Posted by: Omar C. Garcia | September 20, 2009

Empty Streets

   As we made our final approach to Phnom Penh, I looked out the window at the lush green patchwork below. The tall palm trees looked like thumb tacks — randomly placed to keep the wind from blowing away the variegated green carpet. Cambodia really is a beautiful country and I am happy to be back for my second visit. We descended quickly, bounced hard onto the tarmac, and rolled our way to the terminal. Once inside, I secured my visa and then made my way to the luggage carousel. I’m always happy to reunite with my luggage.

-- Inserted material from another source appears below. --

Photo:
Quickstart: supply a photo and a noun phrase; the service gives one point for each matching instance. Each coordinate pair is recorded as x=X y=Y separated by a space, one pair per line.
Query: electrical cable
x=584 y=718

   Once outside the terminal we met Steve Hyde, the Director of Asia for Jesus and our host. Steve is a big man with a big heart for Cambodia. He grew up the son of missionaries in the Philippines and received his education in Texas. He first came to Cambodia as a Journeyman with the International Mission Board in 1994. That’s when he learned the Khmer language – not an easy task when you consider the alphabet has forty-eight vowels and thirty-five consonants. Each of the consonants has two different sounds. And, then there are the irregular vowels and consonants and a cryptic few of each that apply only to some select words. It’s all very confusing and challenging. But, Steve learned the language quickly and speaks it fluently.

   What I found a bit strange as we made our way from the airport to our hotel was the relatively few vehicles and people on the streets. I was here just a month ago and remember the chaotic choreography of cars, motorcycles, and pedestrians. But today, the streets seemed empty by comparison. And, very few shops were open for business. I wondered if this is what Phnom Penh must have looked like after the Khmer Rouge invaded and evacuated the city in the mid-70’s.

   Steve cleared up the mystery of the empty streets. Today is a Buddhist holiday, locally called Bon Bpchun Ben. This is a day when people pray for their dead ancestors whose spirits may not be at peace. The people fear these restless spirits and believe that they capriciously cause accidents and all kinds of bad stuff to happen. So, it’s incumbent upon the living to pray for these spirits to be at peace. In order for this to happen, family members are required to pray at seven Buddhist temples. They also pay the monks at these temples to perform special chants on behalf of their restless ancestors.

   So today, the streets of Cambodia are empty. And, I am reminded that the hearts of so many Cambodians are also empty, filled with frustration and longing for answers to life’s most important questions. A distinctive of our Christian worldview is the understanding that we can know where we will spend eternity before we step across the threshold that separates the living from the dead. And, because of that understanding, we do not “grieve like the rest of men, who have no hope” (1 Thess. 4:13). Tomorrow, the streets of Phnom Penh will again throb with bustling humanity, many of whom will wonder if their prayers had any impact on their restless ancestors. I am thankful for guys like Steve who have planted their lives in difficult places like this in order to help the restless souls of the living find peace in Jesus.